American baseball player (1891-1952)

Bruno Philip Haas (May 5, 1891 – June 5, 1952) was an American Major League Baseball pitcher, minor league baseball executive, and a professional football player in the National Football League (NFL). His baseball career lasted 37 years.

At Worcester Academy, he met Roy McGillicuddy, the son of Connie Mack, and a month after his graduation, he joined the Philadelphia Athletics. He is most remembered for setting an American League record (tying the major league record held by Bill George and George Van Haltren) for most batters walked in one game with 15. He did this in his major league debut on June 23, for the Philadelphia Athletics. Following his inauspicious debut, Haas pitched in just five more major league games, all in 1915. He played in six other games, three as an outfielder and three as a pinch-hitter.

Haas is one only a few athletes to have played in both Major League Baseball and the NFL. Haas also played tailback in the NFL with the Akron Pros, Cleveland Indians and Dayton Triangles.

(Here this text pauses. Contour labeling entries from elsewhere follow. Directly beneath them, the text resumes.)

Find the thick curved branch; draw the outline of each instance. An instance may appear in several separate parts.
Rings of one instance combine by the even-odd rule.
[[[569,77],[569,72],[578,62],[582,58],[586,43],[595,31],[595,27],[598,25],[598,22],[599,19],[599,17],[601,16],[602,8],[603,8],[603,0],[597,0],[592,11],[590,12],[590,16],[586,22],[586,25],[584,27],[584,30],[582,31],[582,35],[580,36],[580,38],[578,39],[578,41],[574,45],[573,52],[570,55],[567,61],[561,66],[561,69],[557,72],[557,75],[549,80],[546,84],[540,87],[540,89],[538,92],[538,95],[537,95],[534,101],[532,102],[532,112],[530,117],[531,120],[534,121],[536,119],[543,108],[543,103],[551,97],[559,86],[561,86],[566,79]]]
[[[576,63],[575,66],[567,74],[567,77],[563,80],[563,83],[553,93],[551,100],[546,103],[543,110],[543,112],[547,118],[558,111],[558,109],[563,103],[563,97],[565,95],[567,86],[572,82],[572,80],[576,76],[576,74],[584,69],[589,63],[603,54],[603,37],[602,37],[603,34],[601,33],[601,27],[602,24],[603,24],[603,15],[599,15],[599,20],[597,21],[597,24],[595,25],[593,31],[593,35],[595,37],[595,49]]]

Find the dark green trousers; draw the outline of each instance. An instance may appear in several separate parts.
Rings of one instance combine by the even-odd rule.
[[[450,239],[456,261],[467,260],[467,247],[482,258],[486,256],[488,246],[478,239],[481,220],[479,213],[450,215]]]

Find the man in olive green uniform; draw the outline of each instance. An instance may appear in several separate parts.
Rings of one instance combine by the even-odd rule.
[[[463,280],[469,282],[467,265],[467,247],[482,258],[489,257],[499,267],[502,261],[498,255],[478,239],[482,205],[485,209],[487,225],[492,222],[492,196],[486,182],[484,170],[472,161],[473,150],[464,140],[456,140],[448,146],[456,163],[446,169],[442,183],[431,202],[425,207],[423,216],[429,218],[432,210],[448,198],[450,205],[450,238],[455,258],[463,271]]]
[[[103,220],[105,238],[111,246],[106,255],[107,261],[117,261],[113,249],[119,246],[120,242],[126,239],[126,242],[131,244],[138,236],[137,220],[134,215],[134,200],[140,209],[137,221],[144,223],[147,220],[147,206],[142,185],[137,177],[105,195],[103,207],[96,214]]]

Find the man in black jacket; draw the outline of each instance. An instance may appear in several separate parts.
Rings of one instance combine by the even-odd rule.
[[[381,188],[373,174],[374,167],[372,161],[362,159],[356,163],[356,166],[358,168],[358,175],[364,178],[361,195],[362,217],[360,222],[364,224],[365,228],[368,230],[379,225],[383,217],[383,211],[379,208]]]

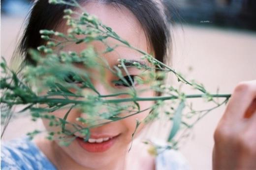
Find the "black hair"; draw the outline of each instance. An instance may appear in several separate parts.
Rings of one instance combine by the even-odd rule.
[[[79,3],[93,0],[77,0]],[[68,1],[66,0],[66,1]],[[97,0],[94,0],[97,1]],[[164,58],[171,46],[170,26],[166,17],[169,13],[160,0],[98,0],[101,3],[122,5],[129,10],[141,24],[148,43],[160,61]],[[38,0],[32,9],[28,24],[21,39],[19,50],[25,64],[36,64],[28,54],[30,49],[36,49],[45,42],[41,38],[41,29],[55,29],[61,23],[64,10],[70,6],[54,5],[46,0]]]

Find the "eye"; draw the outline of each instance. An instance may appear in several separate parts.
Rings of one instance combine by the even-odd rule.
[[[82,80],[74,73],[69,73],[64,77],[64,80],[68,83],[81,84],[83,83]]]
[[[124,77],[124,79],[126,80],[127,83],[125,82],[122,79],[119,79],[117,81],[114,81],[112,82],[115,84],[115,86],[123,86],[125,87],[130,87],[132,85],[136,85],[134,81],[134,78],[136,76],[130,75],[130,78],[128,76],[126,76]]]

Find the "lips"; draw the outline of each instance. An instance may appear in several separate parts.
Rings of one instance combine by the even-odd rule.
[[[76,140],[83,149],[89,152],[103,152],[110,149],[115,144],[120,135],[92,135],[87,142],[84,142],[83,138],[80,137],[77,138]]]

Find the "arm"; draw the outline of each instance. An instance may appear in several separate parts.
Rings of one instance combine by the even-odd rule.
[[[213,170],[256,170],[256,80],[236,86],[214,140]]]

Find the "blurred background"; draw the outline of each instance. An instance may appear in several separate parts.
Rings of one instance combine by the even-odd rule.
[[[172,62],[176,70],[213,92],[220,88],[220,93],[231,93],[239,82],[256,79],[256,0],[165,0],[175,23]],[[1,56],[9,61],[32,2],[0,1]],[[214,110],[200,121],[181,148],[192,170],[211,170],[213,133],[224,109]],[[25,117],[14,120],[2,140],[41,127]]]

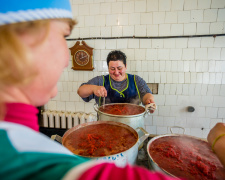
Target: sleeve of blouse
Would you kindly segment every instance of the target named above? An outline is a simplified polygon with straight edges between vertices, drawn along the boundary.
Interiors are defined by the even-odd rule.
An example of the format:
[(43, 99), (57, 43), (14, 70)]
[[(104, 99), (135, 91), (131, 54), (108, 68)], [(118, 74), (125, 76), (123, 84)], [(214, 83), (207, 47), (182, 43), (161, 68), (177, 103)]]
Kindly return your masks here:
[(152, 91), (149, 89), (149, 87), (148, 87), (148, 85), (147, 85), (147, 83), (145, 82), (144, 79), (142, 79), (138, 75), (135, 75), (135, 80), (136, 80), (136, 83), (137, 83), (137, 87), (138, 87), (139, 93), (141, 95), (141, 99), (147, 93), (151, 93), (152, 94)]
[(178, 180), (160, 172), (151, 172), (148, 169), (127, 165), (123, 168), (115, 166), (113, 163), (102, 163), (85, 171), (79, 180)]

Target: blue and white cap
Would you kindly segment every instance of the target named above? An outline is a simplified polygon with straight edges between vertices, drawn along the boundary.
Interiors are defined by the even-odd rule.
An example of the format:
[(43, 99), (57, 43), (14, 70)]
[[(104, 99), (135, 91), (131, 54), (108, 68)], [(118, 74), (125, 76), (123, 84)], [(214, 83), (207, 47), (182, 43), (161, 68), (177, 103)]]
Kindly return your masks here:
[(73, 18), (69, 0), (4, 0), (0, 4), (0, 25), (56, 18)]

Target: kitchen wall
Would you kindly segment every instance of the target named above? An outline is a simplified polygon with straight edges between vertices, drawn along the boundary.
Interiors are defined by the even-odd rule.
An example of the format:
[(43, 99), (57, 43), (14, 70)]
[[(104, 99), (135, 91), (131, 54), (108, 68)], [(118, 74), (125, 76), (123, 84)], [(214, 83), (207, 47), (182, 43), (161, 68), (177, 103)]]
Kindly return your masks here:
[[(94, 112), (94, 101), (83, 102), (76, 91), (90, 78), (107, 74), (107, 54), (120, 49), (127, 55), (128, 73), (159, 84), (158, 109), (145, 118), (149, 133), (166, 134), (171, 126), (182, 126), (185, 134), (205, 138), (217, 122), (225, 122), (225, 0), (71, 3), (78, 24), (68, 39), (93, 37), (85, 42), (94, 48), (95, 69), (74, 71), (71, 58), (58, 82), (58, 95), (45, 109)], [(72, 47), (76, 41), (67, 43)], [(195, 111), (188, 112), (188, 106)]]

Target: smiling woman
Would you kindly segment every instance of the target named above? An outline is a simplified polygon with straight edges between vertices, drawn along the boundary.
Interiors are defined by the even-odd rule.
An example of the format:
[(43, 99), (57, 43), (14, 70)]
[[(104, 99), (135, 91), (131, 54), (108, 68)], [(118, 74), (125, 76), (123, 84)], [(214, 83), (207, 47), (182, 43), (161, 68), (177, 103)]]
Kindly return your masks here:
[[(97, 76), (83, 83), (77, 93), (89, 102), (95, 99), (98, 105), (105, 103), (154, 103), (154, 97), (146, 82), (138, 75), (126, 73), (126, 55), (122, 51), (112, 51), (107, 56), (109, 75)], [(154, 110), (151, 111), (153, 113)]]
[(74, 25), (72, 17), (69, 0), (1, 2), (1, 180), (164, 177), (143, 168), (91, 162), (38, 132), (36, 106), (56, 95), (68, 65), (65, 37)]

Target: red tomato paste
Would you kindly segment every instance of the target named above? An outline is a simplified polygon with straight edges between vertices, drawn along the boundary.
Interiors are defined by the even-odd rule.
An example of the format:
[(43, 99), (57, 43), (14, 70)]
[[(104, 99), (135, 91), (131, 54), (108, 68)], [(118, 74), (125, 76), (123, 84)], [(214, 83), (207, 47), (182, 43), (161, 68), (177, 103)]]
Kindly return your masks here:
[(225, 168), (207, 142), (186, 136), (165, 136), (149, 148), (158, 166), (189, 180), (225, 179)]
[(113, 115), (136, 115), (145, 112), (145, 108), (134, 104), (109, 104), (101, 106), (99, 111)]
[(63, 145), (81, 156), (108, 156), (130, 149), (137, 137), (129, 129), (112, 124), (85, 126), (70, 133)]

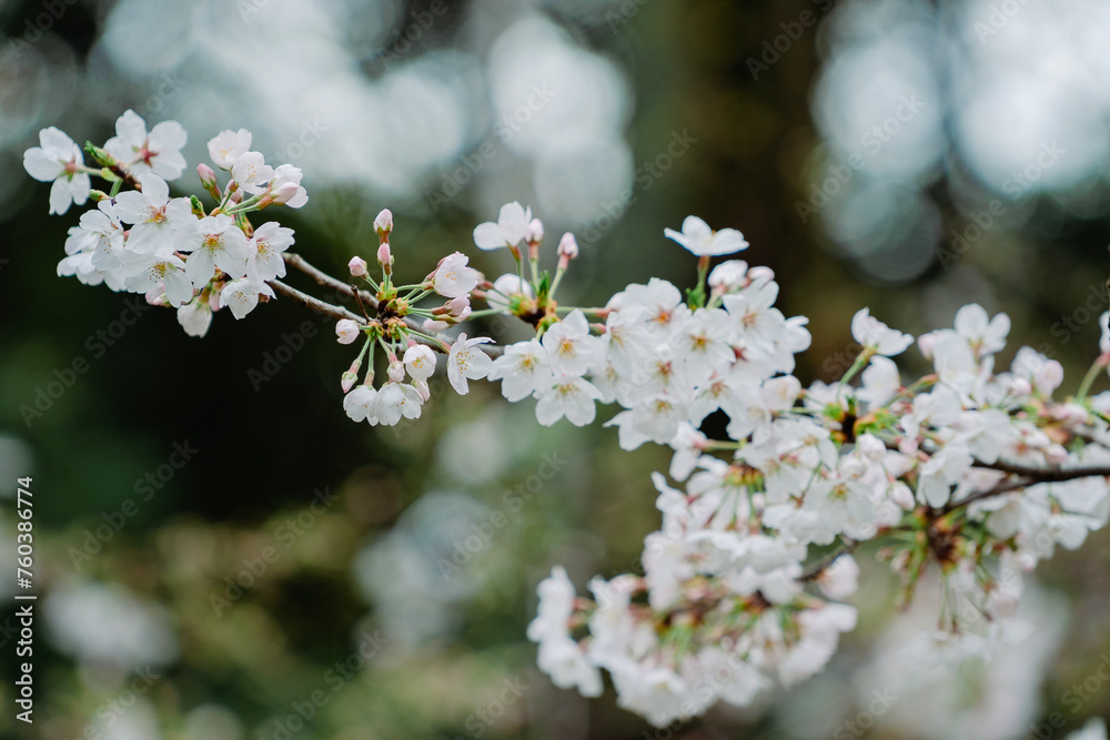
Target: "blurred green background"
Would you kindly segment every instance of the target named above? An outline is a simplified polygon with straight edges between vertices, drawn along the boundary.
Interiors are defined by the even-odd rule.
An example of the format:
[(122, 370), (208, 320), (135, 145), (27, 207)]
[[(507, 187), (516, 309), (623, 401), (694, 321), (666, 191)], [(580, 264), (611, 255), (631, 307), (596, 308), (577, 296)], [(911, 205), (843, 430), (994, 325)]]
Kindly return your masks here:
[(978, 302), (1013, 320), (1003, 364), (1030, 344), (1073, 388), (1108, 304), (1101, 4), (9, 0), (0, 32), (0, 488), (34, 476), (42, 595), (27, 731), (0, 584), (0, 733), (1002, 739), (1110, 713), (1104, 531), (1038, 571), (1027, 645), (957, 677), (901, 662), (935, 594), (895, 615), (865, 550), (860, 626), (799, 689), (653, 731), (612, 692), (553, 688), (524, 639), (535, 585), (557, 562), (579, 589), (637, 568), (664, 450), (542, 428), (482, 383), (417, 423), (354, 425), (331, 323), (278, 301), (198, 341), (139, 296), (58, 278), (79, 211), (48, 217), (21, 166), (39, 129), (102, 143), (133, 108), (184, 124), (175, 185), (199, 192), (204, 142), (245, 126), (303, 168), (309, 204), (278, 215), (333, 274), (372, 259), (390, 207), (402, 278), (455, 250), (495, 276), (507, 255), (471, 230), (519, 200), (548, 263), (577, 234), (562, 290), (579, 305), (688, 286), (663, 229), (696, 213), (741, 230), (784, 313), (810, 317), (804, 383), (847, 367), (861, 306), (920, 333)]

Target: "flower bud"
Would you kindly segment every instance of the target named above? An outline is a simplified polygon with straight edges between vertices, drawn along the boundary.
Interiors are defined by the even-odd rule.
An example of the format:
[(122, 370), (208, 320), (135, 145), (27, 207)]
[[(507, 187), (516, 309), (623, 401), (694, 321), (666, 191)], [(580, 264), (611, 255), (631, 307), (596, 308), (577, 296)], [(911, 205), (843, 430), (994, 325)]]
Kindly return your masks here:
[(447, 310), (447, 313), (451, 316), (458, 318), (463, 315), (464, 312), (470, 314), (471, 300), (465, 295), (460, 295), (457, 298), (452, 298), (451, 301), (447, 301), (443, 305)]
[(909, 511), (914, 508), (914, 491), (899, 480), (890, 487), (890, 500)]
[(366, 273), (366, 261), (362, 257), (351, 257), (351, 262), (347, 263), (347, 270), (351, 271), (352, 277), (365, 277)]
[(393, 231), (393, 214), (389, 209), (382, 209), (382, 212), (374, 219), (374, 230), (383, 236)]
[(1049, 445), (1045, 449), (1045, 459), (1050, 465), (1063, 465), (1068, 462), (1068, 450), (1062, 445)]
[(563, 239), (558, 241), (558, 255), (567, 260), (574, 260), (578, 256), (578, 242), (575, 241), (574, 234), (571, 232), (563, 234)]
[(402, 383), (405, 379), (405, 366), (397, 359), (395, 354), (390, 354), (390, 379), (394, 383)]
[(937, 337), (930, 332), (917, 337), (917, 348), (921, 351), (921, 356), (932, 359), (932, 351), (937, 346)]
[(382, 242), (382, 245), (377, 247), (377, 264), (382, 265), (386, 275), (393, 274), (393, 253), (390, 252), (389, 242)]
[(341, 318), (335, 324), (335, 336), (340, 344), (351, 344), (359, 338), (359, 325), (350, 318)]
[(196, 174), (201, 179), (201, 187), (212, 190), (215, 187), (215, 170), (201, 162), (196, 165)]
[(538, 244), (544, 241), (544, 222), (533, 219), (524, 230), (524, 241), (528, 244)]
[(765, 267), (763, 265), (756, 265), (755, 267), (753, 267), (751, 270), (748, 271), (748, 278), (753, 283), (756, 283), (756, 282), (761, 281), (761, 280), (773, 281), (773, 280), (775, 280), (775, 271), (771, 270), (770, 267)]
[(874, 434), (864, 433), (859, 435), (856, 446), (859, 448), (859, 454), (872, 463), (878, 463), (887, 454), (887, 446)]

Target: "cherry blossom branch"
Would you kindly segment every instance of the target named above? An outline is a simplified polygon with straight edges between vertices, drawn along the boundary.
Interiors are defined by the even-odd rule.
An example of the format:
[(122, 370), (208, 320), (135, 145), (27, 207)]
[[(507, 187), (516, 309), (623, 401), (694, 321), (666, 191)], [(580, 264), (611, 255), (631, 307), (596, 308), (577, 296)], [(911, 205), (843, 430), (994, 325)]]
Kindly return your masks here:
[(807, 567), (798, 580), (810, 582), (820, 578), (821, 574), (833, 567), (837, 560), (839, 560), (845, 555), (851, 555), (860, 546), (860, 541), (857, 539), (851, 539), (850, 537), (845, 537), (844, 543), (837, 547), (835, 550), (823, 557), (820, 560), (811, 564)]
[(274, 288), (275, 293), (284, 295), (286, 298), (292, 298), (293, 301), (296, 301), (301, 305), (311, 308), (316, 313), (325, 314), (327, 316), (333, 316), (335, 318), (347, 318), (360, 325), (366, 323), (366, 321), (362, 316), (352, 313), (342, 306), (332, 305), (331, 303), (325, 303), (320, 298), (314, 298), (307, 293), (302, 293), (295, 287), (286, 285), (280, 280), (269, 281), (268, 284)]

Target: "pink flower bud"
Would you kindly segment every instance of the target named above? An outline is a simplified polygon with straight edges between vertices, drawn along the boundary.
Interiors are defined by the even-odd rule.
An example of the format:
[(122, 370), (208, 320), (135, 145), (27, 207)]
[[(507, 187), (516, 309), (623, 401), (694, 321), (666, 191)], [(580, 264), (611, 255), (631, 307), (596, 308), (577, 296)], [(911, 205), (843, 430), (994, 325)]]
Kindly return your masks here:
[(377, 264), (385, 268), (386, 274), (390, 273), (390, 268), (393, 266), (393, 253), (390, 251), (389, 242), (383, 242), (377, 247)]
[(340, 344), (351, 344), (359, 338), (359, 325), (350, 318), (341, 318), (335, 323), (335, 336)]
[(201, 179), (201, 187), (210, 190), (215, 187), (215, 170), (201, 162), (196, 165), (196, 174)]
[(382, 212), (374, 219), (374, 230), (379, 234), (389, 234), (393, 231), (393, 214), (389, 209), (382, 209)]
[(447, 310), (450, 315), (458, 318), (463, 315), (464, 311), (470, 314), (471, 300), (465, 295), (461, 295), (457, 298), (447, 301), (447, 303), (444, 304), (444, 307)]
[(524, 241), (528, 244), (538, 244), (544, 241), (544, 222), (533, 219), (524, 230)]
[(901, 480), (890, 487), (890, 500), (909, 511), (914, 508), (914, 491)]
[(390, 358), (390, 379), (394, 383), (402, 383), (405, 379), (405, 366), (396, 355)]
[(347, 270), (351, 271), (352, 277), (365, 277), (366, 276), (366, 261), (362, 257), (351, 257), (351, 262), (347, 263)]
[(917, 337), (917, 348), (921, 351), (921, 356), (932, 359), (932, 349), (937, 346), (937, 337), (931, 333)]
[(753, 283), (760, 280), (775, 280), (775, 271), (770, 267), (764, 267), (763, 265), (757, 265), (748, 271), (748, 277)]
[(574, 260), (578, 256), (578, 242), (575, 241), (574, 234), (571, 232), (563, 234), (563, 239), (558, 241), (558, 255), (567, 260)]
[(1050, 465), (1063, 465), (1068, 462), (1068, 450), (1062, 445), (1049, 445), (1045, 450), (1045, 459)]

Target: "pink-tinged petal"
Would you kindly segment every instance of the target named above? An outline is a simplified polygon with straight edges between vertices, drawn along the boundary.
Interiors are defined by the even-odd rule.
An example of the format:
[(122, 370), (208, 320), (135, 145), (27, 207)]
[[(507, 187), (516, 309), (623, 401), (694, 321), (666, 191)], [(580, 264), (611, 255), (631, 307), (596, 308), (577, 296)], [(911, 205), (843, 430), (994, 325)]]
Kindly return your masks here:
[(722, 229), (713, 236), (713, 245), (708, 252), (710, 256), (733, 254), (748, 249), (748, 242), (744, 235), (735, 229)]
[(70, 196), (69, 181), (65, 178), (54, 180), (54, 184), (50, 186), (49, 213), (62, 215), (69, 211), (69, 206), (72, 203), (73, 199)]
[(480, 250), (496, 250), (505, 246), (505, 237), (501, 233), (501, 226), (487, 221), (478, 224), (474, 229), (474, 244)]
[(65, 171), (58, 158), (38, 146), (23, 152), (23, 169), (39, 182), (50, 182)]
[(139, 184), (142, 185), (142, 194), (149, 202), (162, 205), (170, 200), (170, 186), (157, 174), (139, 175)]

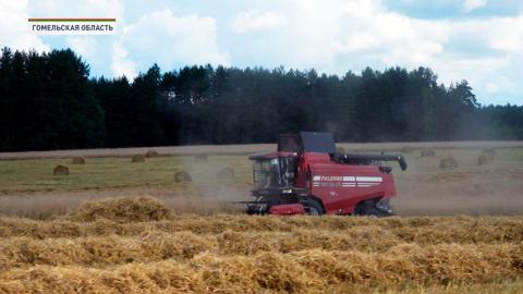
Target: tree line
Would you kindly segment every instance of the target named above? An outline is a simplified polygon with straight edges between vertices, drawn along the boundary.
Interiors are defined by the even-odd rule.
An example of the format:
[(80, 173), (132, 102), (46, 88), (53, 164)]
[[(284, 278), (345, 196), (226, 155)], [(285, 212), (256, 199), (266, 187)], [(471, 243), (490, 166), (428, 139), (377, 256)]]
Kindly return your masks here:
[(271, 143), (332, 132), (339, 142), (523, 139), (523, 107), (481, 106), (466, 81), (427, 68), (343, 76), (193, 65), (133, 81), (90, 77), (72, 50), (0, 58), (0, 150)]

After his major league baseball career, Haas continued to play in the minor leagues until 1938, including a twelve-year stint with the St. Paul Saints from 1920 until 1931, during which he mostly played in the outfield. In 1933, he helped to found the fourth incarnation of the Northern League, joining the Winnipeg Maroons for the rest of his playing career. He also managed the Maroons from 1933 to 1935.

After his retirement as a player, Haas continued to work in baseball. He managed a number of different teams between 1939 and 1950, and in 1951 he returned to the Athletics to work as a scout. Haas died on June 5, 1952.